II. La requête d’assistance judiciaire de la recourante A.W.________ est rejetée.
III. L’arrêt, rendu sans frais, est exécutoire.
La présidente : Le greffier :
Du
L'arrêt qui précède, dont la rédaction a été approuvée à huis clos, est notifié à :
‑ Me Mathias Micsiz (pour A.W.), ‑ Me Sophie Beroud (pour B.W.).
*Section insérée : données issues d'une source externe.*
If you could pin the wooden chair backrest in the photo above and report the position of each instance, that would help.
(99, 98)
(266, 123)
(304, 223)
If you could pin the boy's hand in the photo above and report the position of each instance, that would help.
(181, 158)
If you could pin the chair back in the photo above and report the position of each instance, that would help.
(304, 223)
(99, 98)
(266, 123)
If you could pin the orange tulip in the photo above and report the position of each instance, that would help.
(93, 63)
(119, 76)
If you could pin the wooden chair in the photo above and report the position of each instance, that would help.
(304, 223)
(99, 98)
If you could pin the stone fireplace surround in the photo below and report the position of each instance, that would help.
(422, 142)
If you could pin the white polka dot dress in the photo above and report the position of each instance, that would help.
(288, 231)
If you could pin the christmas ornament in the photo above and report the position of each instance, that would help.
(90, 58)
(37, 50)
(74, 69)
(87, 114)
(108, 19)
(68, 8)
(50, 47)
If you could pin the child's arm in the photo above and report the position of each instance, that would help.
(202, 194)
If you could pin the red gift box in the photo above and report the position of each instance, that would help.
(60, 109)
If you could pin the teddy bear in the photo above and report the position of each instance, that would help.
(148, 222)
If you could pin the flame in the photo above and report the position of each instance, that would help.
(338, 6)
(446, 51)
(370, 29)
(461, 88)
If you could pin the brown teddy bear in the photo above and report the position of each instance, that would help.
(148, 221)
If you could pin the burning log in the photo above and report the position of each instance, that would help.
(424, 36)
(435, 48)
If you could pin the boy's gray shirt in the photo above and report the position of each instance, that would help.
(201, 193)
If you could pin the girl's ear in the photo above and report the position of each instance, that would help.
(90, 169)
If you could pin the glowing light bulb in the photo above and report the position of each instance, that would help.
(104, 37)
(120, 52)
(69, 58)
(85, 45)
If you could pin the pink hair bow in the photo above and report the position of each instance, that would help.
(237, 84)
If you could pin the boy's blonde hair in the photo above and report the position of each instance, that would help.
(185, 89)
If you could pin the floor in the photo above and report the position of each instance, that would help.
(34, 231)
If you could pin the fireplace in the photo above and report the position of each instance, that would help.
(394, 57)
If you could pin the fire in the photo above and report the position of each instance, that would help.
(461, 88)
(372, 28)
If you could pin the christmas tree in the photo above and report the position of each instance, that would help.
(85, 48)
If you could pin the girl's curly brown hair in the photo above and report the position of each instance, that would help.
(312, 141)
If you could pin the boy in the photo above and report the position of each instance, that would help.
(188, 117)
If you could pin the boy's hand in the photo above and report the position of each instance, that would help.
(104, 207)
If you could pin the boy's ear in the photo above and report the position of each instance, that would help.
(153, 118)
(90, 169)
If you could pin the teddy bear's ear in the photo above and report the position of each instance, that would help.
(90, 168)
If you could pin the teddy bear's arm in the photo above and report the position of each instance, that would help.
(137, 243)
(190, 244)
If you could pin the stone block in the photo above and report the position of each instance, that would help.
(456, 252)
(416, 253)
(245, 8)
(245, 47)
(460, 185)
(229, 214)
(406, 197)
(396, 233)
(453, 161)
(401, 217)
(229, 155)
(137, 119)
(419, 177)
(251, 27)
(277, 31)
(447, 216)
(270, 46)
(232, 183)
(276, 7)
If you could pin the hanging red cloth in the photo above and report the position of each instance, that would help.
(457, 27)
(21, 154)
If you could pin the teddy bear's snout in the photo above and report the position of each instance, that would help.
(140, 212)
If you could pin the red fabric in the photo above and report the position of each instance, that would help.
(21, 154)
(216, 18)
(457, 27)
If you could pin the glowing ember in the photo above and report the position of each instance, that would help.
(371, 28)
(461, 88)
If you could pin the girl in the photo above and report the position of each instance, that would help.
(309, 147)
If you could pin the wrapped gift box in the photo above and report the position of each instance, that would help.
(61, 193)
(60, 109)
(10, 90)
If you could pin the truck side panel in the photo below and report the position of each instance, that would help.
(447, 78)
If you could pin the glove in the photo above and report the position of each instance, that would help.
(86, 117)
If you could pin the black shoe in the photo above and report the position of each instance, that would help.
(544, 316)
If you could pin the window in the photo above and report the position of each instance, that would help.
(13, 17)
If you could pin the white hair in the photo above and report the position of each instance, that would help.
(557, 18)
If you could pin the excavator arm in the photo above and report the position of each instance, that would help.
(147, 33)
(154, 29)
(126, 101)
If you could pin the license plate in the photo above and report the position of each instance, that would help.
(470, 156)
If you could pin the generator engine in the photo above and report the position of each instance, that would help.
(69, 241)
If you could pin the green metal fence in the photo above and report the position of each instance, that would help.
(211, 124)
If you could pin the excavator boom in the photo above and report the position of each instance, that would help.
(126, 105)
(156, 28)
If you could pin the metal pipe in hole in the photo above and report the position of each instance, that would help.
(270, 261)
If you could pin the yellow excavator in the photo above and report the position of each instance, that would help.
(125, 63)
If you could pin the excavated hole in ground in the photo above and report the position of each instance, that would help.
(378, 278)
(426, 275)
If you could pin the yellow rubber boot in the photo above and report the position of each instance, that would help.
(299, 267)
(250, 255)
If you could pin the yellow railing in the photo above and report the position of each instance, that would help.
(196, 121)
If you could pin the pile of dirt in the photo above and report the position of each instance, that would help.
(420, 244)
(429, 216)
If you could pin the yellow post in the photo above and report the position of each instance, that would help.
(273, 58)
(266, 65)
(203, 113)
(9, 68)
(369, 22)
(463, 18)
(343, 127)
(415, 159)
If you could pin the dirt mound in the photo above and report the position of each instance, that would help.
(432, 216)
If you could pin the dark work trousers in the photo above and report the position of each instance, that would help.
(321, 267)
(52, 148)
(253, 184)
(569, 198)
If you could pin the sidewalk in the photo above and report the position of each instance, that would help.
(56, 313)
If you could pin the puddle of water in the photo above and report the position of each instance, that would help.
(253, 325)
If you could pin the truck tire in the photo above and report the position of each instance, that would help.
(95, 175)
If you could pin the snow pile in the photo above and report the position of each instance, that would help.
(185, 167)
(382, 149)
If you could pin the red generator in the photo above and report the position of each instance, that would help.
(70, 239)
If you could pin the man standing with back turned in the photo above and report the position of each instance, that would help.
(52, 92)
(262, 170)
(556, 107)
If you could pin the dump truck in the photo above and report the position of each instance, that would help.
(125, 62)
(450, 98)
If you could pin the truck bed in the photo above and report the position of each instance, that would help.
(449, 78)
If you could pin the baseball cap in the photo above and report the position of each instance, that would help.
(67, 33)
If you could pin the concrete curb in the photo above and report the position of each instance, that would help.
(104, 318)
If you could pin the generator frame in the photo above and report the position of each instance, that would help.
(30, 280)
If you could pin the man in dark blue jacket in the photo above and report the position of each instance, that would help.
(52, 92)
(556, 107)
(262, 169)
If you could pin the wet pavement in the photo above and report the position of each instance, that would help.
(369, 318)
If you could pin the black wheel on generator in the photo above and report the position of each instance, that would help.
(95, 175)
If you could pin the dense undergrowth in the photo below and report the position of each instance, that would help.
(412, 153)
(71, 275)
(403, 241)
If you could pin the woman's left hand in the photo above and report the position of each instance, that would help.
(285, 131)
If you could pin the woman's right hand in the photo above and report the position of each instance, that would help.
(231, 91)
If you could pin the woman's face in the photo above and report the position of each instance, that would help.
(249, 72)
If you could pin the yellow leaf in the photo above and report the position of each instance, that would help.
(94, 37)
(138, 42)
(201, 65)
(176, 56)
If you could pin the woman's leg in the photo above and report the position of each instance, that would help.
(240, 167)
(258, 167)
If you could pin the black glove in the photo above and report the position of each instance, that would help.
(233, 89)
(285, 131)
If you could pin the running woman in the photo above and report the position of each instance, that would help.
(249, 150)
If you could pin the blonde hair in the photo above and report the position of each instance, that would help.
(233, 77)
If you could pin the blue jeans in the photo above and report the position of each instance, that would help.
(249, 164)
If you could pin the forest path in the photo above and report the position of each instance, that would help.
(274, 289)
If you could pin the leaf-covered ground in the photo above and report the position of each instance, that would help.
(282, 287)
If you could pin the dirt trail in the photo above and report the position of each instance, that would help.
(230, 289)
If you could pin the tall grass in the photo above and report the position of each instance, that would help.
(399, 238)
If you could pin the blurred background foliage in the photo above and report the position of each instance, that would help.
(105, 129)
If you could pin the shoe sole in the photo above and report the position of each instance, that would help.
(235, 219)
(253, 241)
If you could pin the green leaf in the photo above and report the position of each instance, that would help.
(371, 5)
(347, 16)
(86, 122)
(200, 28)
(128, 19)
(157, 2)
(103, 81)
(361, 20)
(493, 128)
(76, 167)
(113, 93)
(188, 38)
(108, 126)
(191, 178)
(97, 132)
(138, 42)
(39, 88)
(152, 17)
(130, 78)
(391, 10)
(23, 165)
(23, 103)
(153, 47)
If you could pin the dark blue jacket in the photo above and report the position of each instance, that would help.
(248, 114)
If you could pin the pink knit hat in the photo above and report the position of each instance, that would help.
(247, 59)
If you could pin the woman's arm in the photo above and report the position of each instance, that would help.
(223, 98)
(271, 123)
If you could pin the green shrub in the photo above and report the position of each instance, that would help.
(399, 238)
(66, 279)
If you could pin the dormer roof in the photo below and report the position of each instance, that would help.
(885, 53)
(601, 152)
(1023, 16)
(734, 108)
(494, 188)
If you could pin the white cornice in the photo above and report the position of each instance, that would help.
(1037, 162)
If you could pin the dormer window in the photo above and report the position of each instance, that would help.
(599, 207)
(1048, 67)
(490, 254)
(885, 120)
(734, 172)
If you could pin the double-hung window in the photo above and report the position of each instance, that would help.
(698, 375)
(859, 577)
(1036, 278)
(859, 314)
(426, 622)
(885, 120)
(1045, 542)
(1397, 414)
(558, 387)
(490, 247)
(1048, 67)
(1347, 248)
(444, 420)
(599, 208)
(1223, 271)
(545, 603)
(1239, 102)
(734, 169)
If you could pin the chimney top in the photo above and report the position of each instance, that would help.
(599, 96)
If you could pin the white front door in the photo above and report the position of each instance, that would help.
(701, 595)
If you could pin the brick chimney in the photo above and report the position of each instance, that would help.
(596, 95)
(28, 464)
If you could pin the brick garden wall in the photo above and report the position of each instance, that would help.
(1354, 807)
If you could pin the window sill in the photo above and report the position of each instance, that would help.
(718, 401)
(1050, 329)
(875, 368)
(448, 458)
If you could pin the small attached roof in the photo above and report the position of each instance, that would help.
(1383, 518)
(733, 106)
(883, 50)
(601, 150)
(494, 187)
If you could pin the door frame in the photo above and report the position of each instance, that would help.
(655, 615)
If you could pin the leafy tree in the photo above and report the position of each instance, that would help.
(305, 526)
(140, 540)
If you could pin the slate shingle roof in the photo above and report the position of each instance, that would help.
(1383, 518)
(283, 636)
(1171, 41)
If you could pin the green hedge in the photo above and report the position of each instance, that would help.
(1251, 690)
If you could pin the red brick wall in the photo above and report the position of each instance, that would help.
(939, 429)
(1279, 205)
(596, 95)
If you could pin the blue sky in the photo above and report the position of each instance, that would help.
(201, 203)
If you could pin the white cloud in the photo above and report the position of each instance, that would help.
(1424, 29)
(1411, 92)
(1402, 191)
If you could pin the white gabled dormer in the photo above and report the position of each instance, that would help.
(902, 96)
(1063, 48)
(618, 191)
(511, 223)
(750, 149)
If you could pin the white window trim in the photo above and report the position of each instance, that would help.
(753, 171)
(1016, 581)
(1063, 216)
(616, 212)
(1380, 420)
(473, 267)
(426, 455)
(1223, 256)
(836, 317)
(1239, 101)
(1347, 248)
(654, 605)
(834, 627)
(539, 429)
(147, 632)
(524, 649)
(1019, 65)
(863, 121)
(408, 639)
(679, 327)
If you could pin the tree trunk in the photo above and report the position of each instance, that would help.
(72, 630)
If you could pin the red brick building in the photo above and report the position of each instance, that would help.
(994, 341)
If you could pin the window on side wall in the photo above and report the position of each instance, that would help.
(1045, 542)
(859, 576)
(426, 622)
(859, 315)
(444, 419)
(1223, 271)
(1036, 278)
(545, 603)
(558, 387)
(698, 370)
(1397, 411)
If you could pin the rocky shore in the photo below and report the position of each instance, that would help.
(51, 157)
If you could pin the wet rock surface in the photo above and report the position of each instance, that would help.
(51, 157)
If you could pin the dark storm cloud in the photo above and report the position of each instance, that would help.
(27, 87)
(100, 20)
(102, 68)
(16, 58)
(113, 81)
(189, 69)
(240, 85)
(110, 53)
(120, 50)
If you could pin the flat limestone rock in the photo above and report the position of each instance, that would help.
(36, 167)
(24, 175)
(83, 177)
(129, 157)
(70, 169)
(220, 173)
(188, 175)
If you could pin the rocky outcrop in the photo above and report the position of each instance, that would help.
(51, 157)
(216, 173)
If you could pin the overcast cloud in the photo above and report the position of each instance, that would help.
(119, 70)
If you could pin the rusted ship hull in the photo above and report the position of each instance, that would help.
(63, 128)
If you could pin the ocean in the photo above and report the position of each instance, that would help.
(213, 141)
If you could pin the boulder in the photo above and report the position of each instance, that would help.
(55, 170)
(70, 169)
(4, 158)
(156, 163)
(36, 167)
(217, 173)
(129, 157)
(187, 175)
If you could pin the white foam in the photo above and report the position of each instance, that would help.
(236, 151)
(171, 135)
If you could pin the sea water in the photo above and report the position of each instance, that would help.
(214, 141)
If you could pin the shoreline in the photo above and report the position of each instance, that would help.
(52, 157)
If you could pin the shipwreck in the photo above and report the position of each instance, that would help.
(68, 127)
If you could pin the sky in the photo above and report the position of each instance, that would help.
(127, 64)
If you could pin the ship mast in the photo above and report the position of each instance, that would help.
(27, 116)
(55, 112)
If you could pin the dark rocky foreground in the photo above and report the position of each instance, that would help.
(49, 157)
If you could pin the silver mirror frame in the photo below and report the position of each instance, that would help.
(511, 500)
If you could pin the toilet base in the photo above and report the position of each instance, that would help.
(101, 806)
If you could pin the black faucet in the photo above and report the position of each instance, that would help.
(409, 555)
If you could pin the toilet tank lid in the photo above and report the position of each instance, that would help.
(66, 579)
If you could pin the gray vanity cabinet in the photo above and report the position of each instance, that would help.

Le présent arrêt peut faire l'objet d'un recours en matière civile devant le Tribunal fédéral au sens des art. 72 ss LTF (loi du 17 juin 2005 sur le Tribunal fédéral – RS 173.110), cas échéant d'un recours constitutionnel subsidiaire au sens des art. 113 ss LTF. Dans les affaires pécuniaires, le recours en matière civile n'est recevable que si la valeur litigieuse s'élève au moins à 15'000 fr. en matière de droit du travail et de droit du bail à loyer, à 30'000 fr. dans les autres cas, à moins que la contestation ne soulève une question juridique de principe (art. 74 LTF). Ces recours doivent être déposés devant le Tribunal fédéral dans les trente jours qui suivent la présente notification (art. 100 al. 1 LTF).
Cet arrêt est communiqué, par l'envoi de photocopies, à :
‑ Mme la Présidente du Tribunal civil de l’arrondissement de l’Est vaudois.